Today, I want to talk about the non-apology-apology.
It’s generally employed when someone says something offensive – which I grant you is very easy to do in today’s climate.
The non-apology-apology is a classic crisis communications move and sometimes it can be quite effective.
A favorite (fictional) example is CJ Craig from The West Wing trying to diffuse the moment when President Bartlett called his opponent stupid:
While that was a great, most of the time, the non apology-apology only doubles down on the point from which you are currently trying to distance yourself and gives your detractors more grist for the mill.
The most recent example of this comes from the eminent scientist, Dr. Tim Hunt who – while speaking at a World Conference of Science Journalists – said that girls should be segregated from men in science labs because they fall in love and cry.
“Let me tell you about my trouble with girls … three things happen when they are in the lab … You fall in love with them, they fall in love with you and when you criticise them, they cry.”
As you can imagine, most women didn’t take too kindly to his suggestion that we are overly emotional and aren’t as professional and serious as their male counterparts.
Now, this has certainly created problem for Dr. Hunt and – more importantly – for the Royal Society where he is a Fellow.
If you want to know just how much trouble it created, just search the #TimHunt hashtag on Twitter. Some excerpts include:
So, naturally, Dr. Hunt issued an apology:
“I’m really sorry that I said what I said. It was a very stupid thing to do in the presence of all those journalists. I intended as a light-hearted, ironic comment but had been interpreted deadly seriously by my audience. I did mean the part about having trouble with girls. It is true that they fall in love … and these emotional entanglements made life very difficult. I’m really, really sorry if I caused any offense or if people took it too seriously… I certainly didn’t mean that. I just meant to be honest, actually. It’s terribly important that you can criticize people’s ideas without criticizing them and if they burst into tears, it means that you tend to hold back from getting at the absolute truth. Science is about nothing but getting at the truth and anything that gets in the way of that diminishes, in my experience, the science.”

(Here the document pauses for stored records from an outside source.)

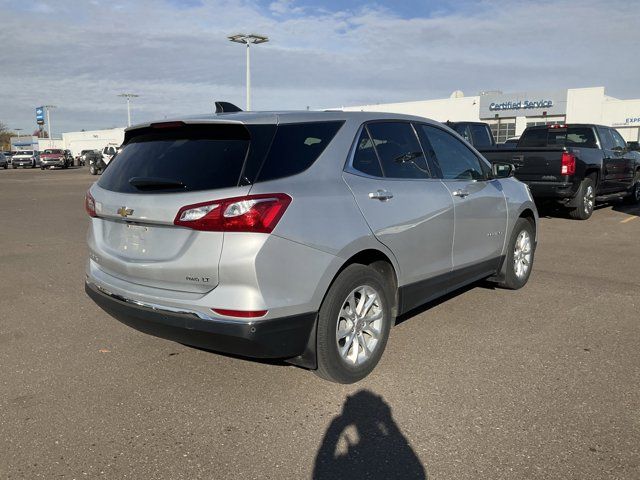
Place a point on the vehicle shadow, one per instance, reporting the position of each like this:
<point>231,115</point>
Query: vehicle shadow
<point>434,303</point>
<point>364,442</point>
<point>626,208</point>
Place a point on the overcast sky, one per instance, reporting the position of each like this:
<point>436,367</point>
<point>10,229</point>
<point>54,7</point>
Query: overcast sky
<point>80,54</point>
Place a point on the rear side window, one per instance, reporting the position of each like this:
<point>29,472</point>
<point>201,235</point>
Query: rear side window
<point>456,160</point>
<point>398,149</point>
<point>190,158</point>
<point>365,159</point>
<point>296,147</point>
<point>481,136</point>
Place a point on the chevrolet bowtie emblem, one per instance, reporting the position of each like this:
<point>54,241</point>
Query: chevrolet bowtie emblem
<point>124,212</point>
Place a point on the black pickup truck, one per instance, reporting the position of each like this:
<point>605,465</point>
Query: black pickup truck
<point>575,165</point>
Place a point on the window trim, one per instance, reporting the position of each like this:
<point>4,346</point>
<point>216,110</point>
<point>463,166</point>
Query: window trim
<point>349,168</point>
<point>485,166</point>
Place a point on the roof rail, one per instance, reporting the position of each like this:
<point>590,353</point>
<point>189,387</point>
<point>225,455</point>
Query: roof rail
<point>226,107</point>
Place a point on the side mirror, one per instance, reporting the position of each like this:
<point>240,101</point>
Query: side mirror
<point>503,170</point>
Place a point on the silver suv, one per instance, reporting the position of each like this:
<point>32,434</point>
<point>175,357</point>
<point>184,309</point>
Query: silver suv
<point>299,236</point>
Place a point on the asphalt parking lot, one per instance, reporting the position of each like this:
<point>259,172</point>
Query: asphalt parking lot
<point>487,384</point>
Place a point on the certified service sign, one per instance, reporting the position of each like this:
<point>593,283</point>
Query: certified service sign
<point>529,104</point>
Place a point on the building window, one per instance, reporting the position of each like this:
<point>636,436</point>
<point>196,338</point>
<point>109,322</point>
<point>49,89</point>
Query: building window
<point>503,129</point>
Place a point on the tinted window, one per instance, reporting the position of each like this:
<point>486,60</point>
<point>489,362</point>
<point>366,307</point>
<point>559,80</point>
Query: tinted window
<point>295,147</point>
<point>365,159</point>
<point>455,159</point>
<point>198,158</point>
<point>398,150</point>
<point>463,131</point>
<point>566,137</point>
<point>481,136</point>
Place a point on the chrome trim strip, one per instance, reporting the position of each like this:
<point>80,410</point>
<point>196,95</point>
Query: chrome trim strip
<point>163,308</point>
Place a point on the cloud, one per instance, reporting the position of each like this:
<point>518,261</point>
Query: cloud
<point>175,54</point>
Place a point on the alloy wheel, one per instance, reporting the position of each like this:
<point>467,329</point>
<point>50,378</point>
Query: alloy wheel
<point>359,326</point>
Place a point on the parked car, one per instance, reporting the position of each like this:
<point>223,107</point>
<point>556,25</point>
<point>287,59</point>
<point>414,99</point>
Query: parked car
<point>82,158</point>
<point>8,154</point>
<point>574,165</point>
<point>25,158</point>
<point>248,233</point>
<point>96,162</point>
<point>55,157</point>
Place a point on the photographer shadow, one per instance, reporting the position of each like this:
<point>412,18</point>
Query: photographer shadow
<point>364,442</point>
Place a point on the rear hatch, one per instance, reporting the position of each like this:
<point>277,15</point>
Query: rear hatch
<point>161,169</point>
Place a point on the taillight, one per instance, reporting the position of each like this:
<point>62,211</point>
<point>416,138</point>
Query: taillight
<point>253,213</point>
<point>90,204</point>
<point>240,313</point>
<point>568,164</point>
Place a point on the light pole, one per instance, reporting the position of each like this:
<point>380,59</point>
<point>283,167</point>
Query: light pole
<point>128,96</point>
<point>248,39</point>
<point>17,130</point>
<point>49,107</point>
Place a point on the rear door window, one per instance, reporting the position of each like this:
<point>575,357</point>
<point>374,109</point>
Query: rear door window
<point>398,149</point>
<point>481,136</point>
<point>296,147</point>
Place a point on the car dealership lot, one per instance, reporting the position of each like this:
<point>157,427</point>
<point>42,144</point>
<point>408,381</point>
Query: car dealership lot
<point>537,383</point>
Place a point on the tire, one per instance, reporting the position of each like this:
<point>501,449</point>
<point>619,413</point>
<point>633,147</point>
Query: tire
<point>520,255</point>
<point>353,364</point>
<point>586,197</point>
<point>634,193</point>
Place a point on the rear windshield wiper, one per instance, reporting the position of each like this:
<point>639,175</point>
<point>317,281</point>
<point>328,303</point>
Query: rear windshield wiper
<point>156,183</point>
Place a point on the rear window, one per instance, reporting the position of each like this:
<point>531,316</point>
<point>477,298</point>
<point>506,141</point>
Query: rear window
<point>208,157</point>
<point>564,137</point>
<point>181,159</point>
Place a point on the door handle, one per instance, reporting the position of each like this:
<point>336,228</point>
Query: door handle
<point>461,193</point>
<point>381,195</point>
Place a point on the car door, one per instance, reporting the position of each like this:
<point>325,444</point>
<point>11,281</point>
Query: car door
<point>613,163</point>
<point>626,157</point>
<point>407,210</point>
<point>479,205</point>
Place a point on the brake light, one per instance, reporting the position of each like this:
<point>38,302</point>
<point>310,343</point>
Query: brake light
<point>240,313</point>
<point>90,204</point>
<point>568,164</point>
<point>252,213</point>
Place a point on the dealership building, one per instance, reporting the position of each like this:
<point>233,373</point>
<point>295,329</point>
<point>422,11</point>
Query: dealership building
<point>509,114</point>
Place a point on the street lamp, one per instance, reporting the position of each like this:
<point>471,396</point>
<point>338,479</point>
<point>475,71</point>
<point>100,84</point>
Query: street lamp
<point>128,96</point>
<point>49,107</point>
<point>248,40</point>
<point>17,130</point>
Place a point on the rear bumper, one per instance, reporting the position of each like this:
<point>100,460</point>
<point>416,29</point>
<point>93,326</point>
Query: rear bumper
<point>284,338</point>
<point>552,190</point>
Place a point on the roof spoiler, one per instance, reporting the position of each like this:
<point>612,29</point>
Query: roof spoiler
<point>226,107</point>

First, let’s examine why this is a terrible non-apology-apology:
1. He doesn’t say it was a stupid thing to say, he says it was a stupid thing to say in front of journalists.
2. He claims it was a joke and puts the blame on those who heard it for taking offense. He is trying to blame the listener, rather than accept the fault himself.
3. He doubled down on the notion that women are overly emotional who “burst into tears.” As one Twitterer remarked, “if people always end up in tears when you talk them, then you are not good at talking to people.” Once again, he places the blame on others.
4. He is sorry “IF” he caused any offense and “IF” people took it seriously. Again, this wording implies he is not sorry for having perpetuated a common misogynistic view about women – he is only sorry they didn’t find it as funny as he did.
Now, everyone puts their foot in their mouth on occasion.
I have. You have. The CEO’s we represent have.
And, we all will do it again, I assure you. That’s part of being human.
How Do You Apologize?
So, what should he have done and what should you do the next time you or your company leader says the wrong thing?
1. The best apology is the brief apology: I am sorry for what I said.
There is no need to justify why you said it or try to pretend you didn’t mean it. You are sorry you said it. Period.
2. Accept responsibility for the wrong-doing: I should not have said it.
Not, I shouldn’t have said it in this situation or to that person. I shouldn’t have said it. Period.
3. Address those who were hurt/damaged by your words or actions: I have the utmost respect for all of my colleagues, male and female, and for the Royal Society and I apologize for the embarrassment I have caused them.
4. State what you will do to rectify the situation and/or ensure it doesn’t happen again: I will do everything I can to ensure my labs provide a welcoming, professional environment for all scientists.
That’s it.
Had he simply said those four sentences, he might have salvaged his mistake. But, instead, he doubled down and has now lost his job at UCL.
Remember the rules for good crisis communications:
- Acknowledge the problem and apologize for it.
- Take responsibility for your behavior and/or the factors that caused the problem.
- Recognize anyone who was specifically harmed by the problem (victims, shareholders, employees, partners).
- Clearly state what you are doing to the situation is resolved and to make sure it never happens again.
And, whenever possible, try not to insult an entire segment of the population.
Actually, Hunt did not even have to go as far as you described above (though that would have been best). Given his stature as a Nobel Laureate, he could have just said. “I apologize for anyone I offended. I was trying to be funny. Clearly, it was a bad joke. Sorry.” It would not have been enough for everyone (even your suggestion would not have been enough for everyone), but likely would have been enough for UCL (having a Nobel Laureate as an Honorary Professor helps the institution’s rep).
Thanks for sharing the “West Wing” clip.